L’article 66 de la Constitution du 4 octobre 1958 dispose que "Nul ne peut être arbitrairement détenu. L’autorité judiciaire, gardienne de la liberté individuelle, assure le respect de ce principe dans les conditions prévues par la loi".
Dans un paysage juridictionnel caractérisé par une dualité de juridiction, entre l’autorité judiciaire et la juridiction administrative, les constituants de 1958 ont estimé que seule la première disposait de garanties d’indépendance suffisantes pour garantir le droit à la sûreté et la liberté individuelle. Toutefois, la généralité des termes employés questionne l’étendue du champ de compétence de l’autorité judiciaire.
En effet, la formulation de l’article 66 suscite plusieurs interrogations, notamment sur la manière de lire les deux alinéas.

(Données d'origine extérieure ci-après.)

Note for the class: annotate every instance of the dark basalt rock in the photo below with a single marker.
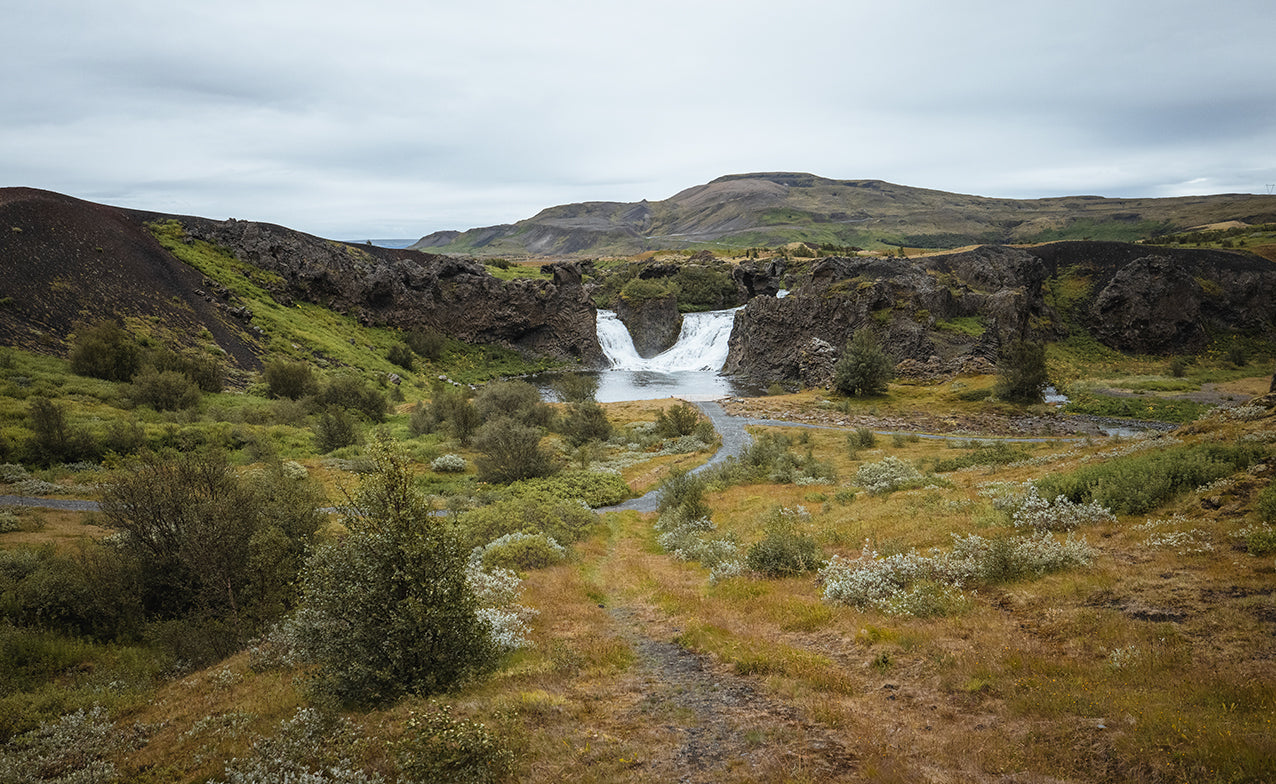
(408, 289)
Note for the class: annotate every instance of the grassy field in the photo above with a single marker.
(1150, 664)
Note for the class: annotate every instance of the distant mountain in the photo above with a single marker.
(756, 210)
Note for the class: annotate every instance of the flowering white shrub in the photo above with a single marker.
(448, 464)
(498, 590)
(1059, 515)
(72, 750)
(888, 475)
(928, 585)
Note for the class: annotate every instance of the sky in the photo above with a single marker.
(393, 119)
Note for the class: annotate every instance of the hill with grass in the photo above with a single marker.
(773, 208)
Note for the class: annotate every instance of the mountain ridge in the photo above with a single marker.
(773, 208)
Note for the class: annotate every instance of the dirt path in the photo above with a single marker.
(724, 727)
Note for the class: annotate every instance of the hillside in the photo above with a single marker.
(743, 211)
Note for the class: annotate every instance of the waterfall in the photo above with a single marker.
(702, 345)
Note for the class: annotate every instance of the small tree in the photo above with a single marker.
(388, 609)
(511, 451)
(863, 368)
(1021, 373)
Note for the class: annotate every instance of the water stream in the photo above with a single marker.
(689, 368)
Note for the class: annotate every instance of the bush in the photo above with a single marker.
(105, 350)
(1266, 503)
(509, 451)
(678, 420)
(354, 393)
(389, 610)
(333, 430)
(519, 550)
(516, 400)
(1138, 483)
(401, 355)
(437, 747)
(586, 422)
(785, 552)
(448, 464)
(291, 381)
(428, 344)
(863, 368)
(528, 512)
(163, 390)
(54, 439)
(1021, 373)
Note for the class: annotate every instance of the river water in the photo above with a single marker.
(690, 368)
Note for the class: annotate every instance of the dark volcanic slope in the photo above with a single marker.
(63, 259)
(772, 208)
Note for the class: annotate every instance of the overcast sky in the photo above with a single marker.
(393, 119)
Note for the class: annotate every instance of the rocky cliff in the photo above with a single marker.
(406, 289)
(951, 313)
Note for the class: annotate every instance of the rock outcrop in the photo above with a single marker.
(408, 289)
(948, 314)
(653, 323)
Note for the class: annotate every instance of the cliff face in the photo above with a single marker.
(948, 314)
(406, 289)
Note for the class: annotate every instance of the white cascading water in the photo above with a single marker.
(702, 345)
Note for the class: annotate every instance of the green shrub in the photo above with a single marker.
(519, 550)
(437, 747)
(586, 422)
(163, 390)
(1266, 503)
(388, 609)
(428, 344)
(1138, 483)
(509, 451)
(289, 379)
(354, 393)
(785, 552)
(105, 350)
(401, 355)
(678, 420)
(334, 429)
(516, 400)
(1021, 373)
(863, 368)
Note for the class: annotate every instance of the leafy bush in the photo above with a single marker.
(519, 550)
(863, 368)
(592, 488)
(509, 451)
(105, 350)
(888, 475)
(1021, 373)
(785, 552)
(350, 392)
(1266, 503)
(448, 464)
(428, 342)
(586, 422)
(678, 420)
(388, 610)
(291, 381)
(438, 747)
(163, 390)
(516, 400)
(1138, 483)
(401, 355)
(334, 429)
(530, 511)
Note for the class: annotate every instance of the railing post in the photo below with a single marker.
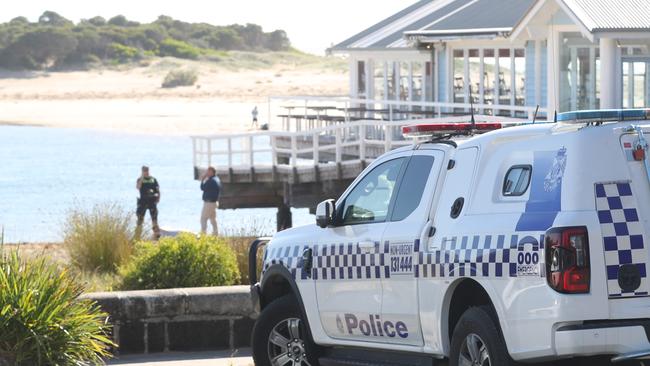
(294, 151)
(268, 118)
(194, 152)
(388, 135)
(209, 152)
(315, 143)
(347, 111)
(274, 153)
(251, 157)
(362, 142)
(339, 148)
(229, 152)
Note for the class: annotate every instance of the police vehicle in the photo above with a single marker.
(525, 243)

Doivent-ils être lus solidairement, ce qui reviendrait à considérer que la liberté individuelle est synonyme du droit à la sûreté consacré au premier alinéa ? Ou, au contraire, doivent-ils être lus de manière dissociée dès lors que la liberté individuelle et le droit à la sûreté ne se recoupent pas complètement ?

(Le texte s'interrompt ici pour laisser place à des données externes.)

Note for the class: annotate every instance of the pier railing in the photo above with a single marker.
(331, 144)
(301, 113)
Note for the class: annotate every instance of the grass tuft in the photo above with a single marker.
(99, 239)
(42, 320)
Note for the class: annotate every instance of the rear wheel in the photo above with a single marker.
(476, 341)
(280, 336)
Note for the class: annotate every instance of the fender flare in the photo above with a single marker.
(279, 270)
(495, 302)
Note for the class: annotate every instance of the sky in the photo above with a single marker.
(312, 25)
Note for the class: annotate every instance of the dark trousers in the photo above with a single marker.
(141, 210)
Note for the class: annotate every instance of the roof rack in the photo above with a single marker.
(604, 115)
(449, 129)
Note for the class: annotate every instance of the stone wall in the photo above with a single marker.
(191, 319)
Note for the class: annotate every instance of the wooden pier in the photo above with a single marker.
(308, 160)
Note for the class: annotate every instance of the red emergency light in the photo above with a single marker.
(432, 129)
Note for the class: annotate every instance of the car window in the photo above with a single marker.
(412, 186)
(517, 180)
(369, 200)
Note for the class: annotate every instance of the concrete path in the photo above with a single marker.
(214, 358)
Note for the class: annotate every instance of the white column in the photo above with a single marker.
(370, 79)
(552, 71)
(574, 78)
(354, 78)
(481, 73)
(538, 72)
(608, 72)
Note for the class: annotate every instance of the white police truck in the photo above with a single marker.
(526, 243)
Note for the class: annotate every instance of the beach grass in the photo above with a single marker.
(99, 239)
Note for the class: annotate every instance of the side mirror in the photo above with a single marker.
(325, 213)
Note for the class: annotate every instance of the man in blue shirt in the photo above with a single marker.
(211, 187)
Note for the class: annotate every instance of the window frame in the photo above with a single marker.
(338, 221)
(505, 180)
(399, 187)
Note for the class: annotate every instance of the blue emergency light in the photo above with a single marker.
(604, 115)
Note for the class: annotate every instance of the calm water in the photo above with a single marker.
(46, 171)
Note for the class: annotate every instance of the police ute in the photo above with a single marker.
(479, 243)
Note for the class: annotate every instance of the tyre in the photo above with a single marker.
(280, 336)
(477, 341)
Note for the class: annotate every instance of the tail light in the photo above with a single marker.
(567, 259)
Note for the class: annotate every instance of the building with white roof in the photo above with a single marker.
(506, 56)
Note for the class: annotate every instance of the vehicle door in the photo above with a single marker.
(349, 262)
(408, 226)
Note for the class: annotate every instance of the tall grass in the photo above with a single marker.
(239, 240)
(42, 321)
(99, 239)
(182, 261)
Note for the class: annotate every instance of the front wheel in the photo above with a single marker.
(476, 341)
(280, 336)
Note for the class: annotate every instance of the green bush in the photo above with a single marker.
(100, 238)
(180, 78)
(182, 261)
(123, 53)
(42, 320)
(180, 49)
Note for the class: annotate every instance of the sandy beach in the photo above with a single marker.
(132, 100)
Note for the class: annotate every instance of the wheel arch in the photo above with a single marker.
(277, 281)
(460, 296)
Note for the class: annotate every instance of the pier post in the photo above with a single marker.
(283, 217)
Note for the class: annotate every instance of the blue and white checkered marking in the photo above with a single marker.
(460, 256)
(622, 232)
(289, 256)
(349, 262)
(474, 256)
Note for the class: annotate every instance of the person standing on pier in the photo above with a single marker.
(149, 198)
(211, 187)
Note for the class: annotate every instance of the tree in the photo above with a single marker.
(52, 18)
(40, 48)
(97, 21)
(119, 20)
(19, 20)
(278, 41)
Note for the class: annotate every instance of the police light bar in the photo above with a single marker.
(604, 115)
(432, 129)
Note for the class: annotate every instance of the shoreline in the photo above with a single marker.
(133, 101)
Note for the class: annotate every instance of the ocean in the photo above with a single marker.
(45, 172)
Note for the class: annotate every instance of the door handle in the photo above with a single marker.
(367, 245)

De la réponse à ces questions dépend le champ d’application de l’article 66 et donc l’étendue de la compétence de l’autorité judiciaire. À cet effet, une analyse exhaustive de l’ensemble des décisions du Conseil constitutionnel relatives à la liberté individuelle a été menée. Elle a révélé que le contenu et la conception de la liberté individuelle ont évolué.

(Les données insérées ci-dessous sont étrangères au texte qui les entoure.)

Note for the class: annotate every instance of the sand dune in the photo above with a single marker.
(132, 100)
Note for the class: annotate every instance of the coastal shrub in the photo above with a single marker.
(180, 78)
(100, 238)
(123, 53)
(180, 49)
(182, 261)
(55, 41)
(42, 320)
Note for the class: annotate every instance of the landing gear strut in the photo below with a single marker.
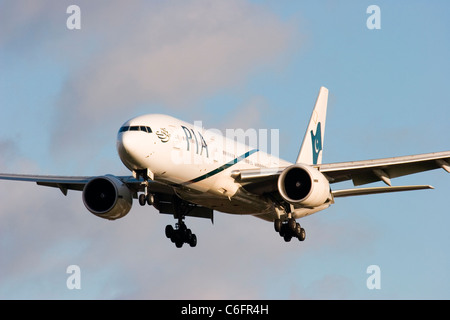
(290, 229)
(180, 234)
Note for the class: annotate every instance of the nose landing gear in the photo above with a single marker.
(289, 229)
(181, 234)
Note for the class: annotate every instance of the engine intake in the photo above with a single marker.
(107, 197)
(305, 185)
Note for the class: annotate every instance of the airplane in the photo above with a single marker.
(186, 171)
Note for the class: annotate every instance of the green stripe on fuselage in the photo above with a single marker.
(221, 168)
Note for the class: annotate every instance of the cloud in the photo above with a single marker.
(146, 54)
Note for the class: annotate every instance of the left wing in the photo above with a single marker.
(262, 181)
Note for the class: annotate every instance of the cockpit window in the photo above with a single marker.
(135, 128)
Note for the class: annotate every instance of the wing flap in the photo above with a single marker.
(363, 172)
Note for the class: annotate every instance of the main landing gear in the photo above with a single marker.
(179, 234)
(290, 229)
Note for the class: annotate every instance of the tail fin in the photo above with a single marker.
(312, 146)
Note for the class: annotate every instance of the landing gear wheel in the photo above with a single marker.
(169, 231)
(292, 224)
(181, 235)
(277, 225)
(146, 199)
(302, 235)
(193, 241)
(290, 229)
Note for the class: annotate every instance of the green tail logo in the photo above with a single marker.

Dans un premier temps, de 1977 à 1999, le Conseil constitutionnel avait une conception extensive de la liberté individuelle, faisant de celle-ci le réceptacle de la liberté d’aller et venir, du droit au respect de la vie privée, de la liberté du mariage, de l’inviolabilité du domicile. Ce contenu extensif a éloigné l’article 66 de la logique d’Habeas corpus en ce qu’il est devenu une norme de consécration des libertés individuelles et non pas uniquement du droit à la sûreté.
Cependant, à la fin des années 90, le Conseil constitutionnel a modifié le contenu de la liberté individuelle en détachant progressivement les différentes libertés individuelles de l’article 66 ainsi que de la notion de liberté individuelle, pour ensuite les rattacher aux articles 2 et/ou 4 de la Déclaration de 1789 et à la liberté personnelle. Il a ainsi pu préciser le contenu de la liberté individuelle autour du droit à la sûreté, défini comme la garantie contre les privations arbitraires. Cette modification du contenu de l’article 66 rétroagit sur son champ d‘application et limite donc l’intervention obligatoire de l’autorité judiciaire aux seuls cas d’atteinte au droit à la sûreté.
Dès lors, au regard d’un contexte juridictionnel marqué par la conception française de la séparation des pouvoirs, cette évolution a eu pour conséquence de faire de l’article 66 une clé de répartition du contentieux des libertés individuelles : l’autorité judiciaire étant compétente pour le contentieux des atteintes à la liberté individuelle ; la juridiction administrative pour le contentieux des atteintes à la liberté personnelle. Ce redéploiement de la portée contentieuse de l’article 66 remet en question l'argument statutaire qui, historiquement, justifiait le rôle de gardienne de la liberté individuelle conféré à l’autorité judiciaire. Il semble en effet qu’aujourd’hui il n’y a plus d’asymétrie notable entre les garanties d’indépendance des deux ordres de juridiction, de telle manière que l’article 64 ne suffit plus à justifier le rôle de l’autorité judiciaire dans la garantie de la liberté individuelle.
Il existe dès lors un décalage entre le texte constitutionnel et la réalité juridictionnelle qui peut amener à une réflexion sur la réécriture de l’article 66 et du Titre VIII de la Constitution. L’article 66 n’a donc jamais été uniquement une disposition constitutionnelle consacrant la garantie de la liberté individuelle. Il a toujours été davantage, soit dans son contenu, soit dans la portée qui lui a été donnée.